>Blackwell is a one-time thing that essentially fixes a bug in Ampere/Hopper design (in efficiency for LLM inference)
Wait, I feel I have my ear pretty close to the ground as far as hardware is concerned, and I don’t know what you mean by this?
Supporting 4-bit datatypes within tensor units seems unlikely to be the end of the road, as exponentiation seems most efficient at factor of 3 for many things, and presumably nets will find their eventual optimal equilibrium somewhere around 2 bits/parameter (explicit trinary seems too messy to retrofit on existing gpu paradigms).
Was there some “bug” with the hardware scheduler or some low level memory system, or perhaps an issue with the sparsity implementation that I was unaware off? There were of course general refinements across the board for memory architecture, but nothing I’d consider groundbreaking enough to call it “fixing a bug”.
I reskimmed through hopper/blackwell whitepapers and LLM/DR queried and really not sure what you are referring to.

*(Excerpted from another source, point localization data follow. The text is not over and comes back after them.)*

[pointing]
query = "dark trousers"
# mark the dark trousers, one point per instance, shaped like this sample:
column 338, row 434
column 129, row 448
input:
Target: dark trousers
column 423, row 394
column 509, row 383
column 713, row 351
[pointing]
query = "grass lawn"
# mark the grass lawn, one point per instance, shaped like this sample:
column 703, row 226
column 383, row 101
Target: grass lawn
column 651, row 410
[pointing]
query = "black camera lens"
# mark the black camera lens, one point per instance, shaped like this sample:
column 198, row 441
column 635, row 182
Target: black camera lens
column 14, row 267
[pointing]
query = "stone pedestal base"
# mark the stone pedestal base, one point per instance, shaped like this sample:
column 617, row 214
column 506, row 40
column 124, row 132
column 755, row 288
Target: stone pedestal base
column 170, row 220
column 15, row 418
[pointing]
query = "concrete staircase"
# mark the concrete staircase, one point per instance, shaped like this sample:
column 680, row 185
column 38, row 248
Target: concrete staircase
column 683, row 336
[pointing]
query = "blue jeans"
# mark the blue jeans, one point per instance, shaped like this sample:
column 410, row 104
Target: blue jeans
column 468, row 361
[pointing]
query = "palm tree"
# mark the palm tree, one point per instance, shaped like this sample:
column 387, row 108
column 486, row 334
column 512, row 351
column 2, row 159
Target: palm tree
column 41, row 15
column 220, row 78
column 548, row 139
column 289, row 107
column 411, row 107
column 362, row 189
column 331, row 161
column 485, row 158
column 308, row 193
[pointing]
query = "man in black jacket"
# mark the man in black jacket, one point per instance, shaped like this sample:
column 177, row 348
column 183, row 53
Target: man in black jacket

If anything, there appear to be some rough edges introduced with NV-HBI and relying on a virtualized monolithic gpu in code vs the 2x die underlying. Or are you perhaps arguing that going MCM and beating the reticle limit was itself the one time thing?
Paragox
This is the most moving piece I’ve read since Situational Awareness. Bravo! Emotionally, I was particularly moved by the final two sentences in the “race” ending—hats off to that bittersweet piece of prose. Materially, this is the my favorite holistic amalgamation of competently weighted data sources and arguments woven into a cohesive narrative, and personally has me meaningfully reconsidering some of the more bearish points in my model (like the tractability of RL on non-verifiability: Gwern etc have made individual points, but something about this context-rich presentation really helped me grok the power of iterated-distillation-amplification at scale)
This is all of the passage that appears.